Cosa resta da fare per arginare tutto questo?
"C'è appunto il signor presidente con la sua politica sempre più liberale, ma se si guarda ad una crisi recente come quella dell'Aquarius, lui non ha fatto e risolto assolutamente nulla: non ha preso una posizione ed è rimasta soltanto la Spagna a salvare l'onore dell'Europa. Anche la sua politica interna non fa che prevaricare le differenze e ciò che produce è fondamentalmente il populismo".

Un uomo di sinistra, almeno così diceva di essere, che lei definisce di destra, ma che attacca Salvini. Se è di destra, non dovrebbe condividere le sue stesse idee?
"Macron non ha niente da spartire con lui, la distanza tra loro esiste ancora. Quella di Salvini non è la sua politica né il suo mondo di riferimento. Di fatto, però, ha scelto un ministro degli Interni che nei confronti dei profughi e dei migranti ha applicato e sta applicando delle leggi severissime, e allora lì si fa fatica a vedere queste differenze rispetto a Salvini...".

Quali sono le condizioni dei migranti e dei profughi in Francia?
"Basta andare per strada a Parigi, dove la sindaca e il ministro degli Interni stanno conducendo una politica volta solo a peggiorare la vita di queste persone con situazioni che hanno a loro volta solo peggiorato la vita di chi in quei quartieri ci abita. Macron sta poi conducendo una politica molto feroce rispetto a tutti i movimenti sociali che vogliono il cambiamento: è in atto una progressiva soppressione delle rivendicazioni sindacali e delle loro organizzazioni, sta privatizzando tutto il privatizzabile, portando avanti una politica sicuramente liberale e di destra. Poi, certo il mondo culturale di riferimento non ha a che fare con Salvini, ma questo non lo giustifica".

Lei ama parlare di politica, ma nei suoi libri, raffinati ed intimisti, della stessa non c'è traccia: perché?
"Non mi interessa mettere la politica nei miei libri, apparirebbero subito stonati, ma da ciò che scrivo si può capire molto di me e di cosa penso. Sono un'etnologa di me stessa, predisposta a questo dalle mie stesse origini operaie-contadine (la Ernaux è nata nel 1940 in un paesino della Senna Marittima, ndr), poi superate quando sono diventata una professoressa, ma sono sempre stata tra quei due mondi così diversi quando sono passata dall'altra parte, ben predisposta ad ascoltare le proteste sociali. In tal senso, la scrittura mi ha aiutata, ma ciò che accade nella scrittura accade nel momento in cui scrivo, ho difficoltà nel cogliere il presente".
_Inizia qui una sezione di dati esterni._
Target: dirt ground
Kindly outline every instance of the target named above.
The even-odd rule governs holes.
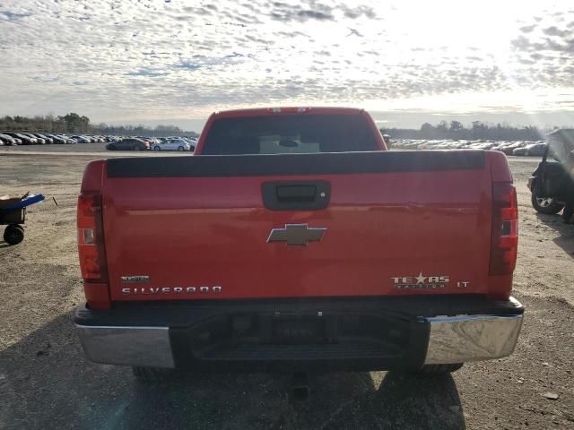
[[[514,294],[526,306],[511,357],[452,376],[313,375],[310,400],[291,404],[287,375],[145,386],[129,368],[86,361],[72,322],[83,301],[74,206],[96,156],[0,150],[0,195],[30,190],[59,203],[29,211],[21,245],[0,239],[0,428],[574,428],[574,226],[530,206],[526,182],[537,159],[510,159],[520,206]]]

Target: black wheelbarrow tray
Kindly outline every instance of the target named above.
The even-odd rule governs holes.
[[[0,225],[7,226],[4,230],[4,240],[9,245],[17,245],[24,240],[26,208],[44,200],[42,194],[27,193],[22,197],[0,197]]]

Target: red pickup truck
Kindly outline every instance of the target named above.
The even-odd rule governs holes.
[[[454,371],[509,356],[524,308],[507,159],[388,151],[350,108],[213,114],[196,153],[91,162],[86,356],[204,371]]]

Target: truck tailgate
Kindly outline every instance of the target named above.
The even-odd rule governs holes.
[[[270,207],[282,185],[301,187]],[[323,209],[304,195],[315,185]],[[112,301],[488,288],[483,151],[115,159],[102,196]],[[288,245],[297,229],[307,245]]]

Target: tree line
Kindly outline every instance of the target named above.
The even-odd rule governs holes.
[[[63,116],[4,116],[0,117],[0,130],[12,132],[54,133],[69,134],[117,134],[138,136],[173,136],[196,135],[194,132],[186,132],[175,125],[109,125],[105,123],[94,125],[90,118],[76,113],[69,113]]]
[[[488,141],[541,141],[552,129],[540,130],[532,125],[517,127],[509,124],[487,124],[473,121],[465,127],[459,121],[440,121],[436,125],[424,123],[419,130],[381,128],[391,139],[455,139]]]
Nel presente, il movimento #MeToo ha avuto ed ha la sua rilevanza dopo gli scandali sessuali legati a Weinstein e non solo. Qual' è la sua posizione in merito?
"Quando, lo scorso ottobre, scoppiò lo scandalo, avendo scritto "memoria di ragazza", mi chiesero subito di intervenire. Per molti giornalisti che mi intervistarono, era la storia uno stupro, ma in realtà, il mio libro è un'altra cosa. La scrittura mi ha permesso di raccontare la donna del '58 che ero che non è quella di oggi. La scrittura permette molte più complessità rispetto al movimento anti-Weinstein – che condivido pienamente - ma non è riconducibile solo ad uno slogan o ad presa di posizione. È molto di più, per questo ci rende migliori".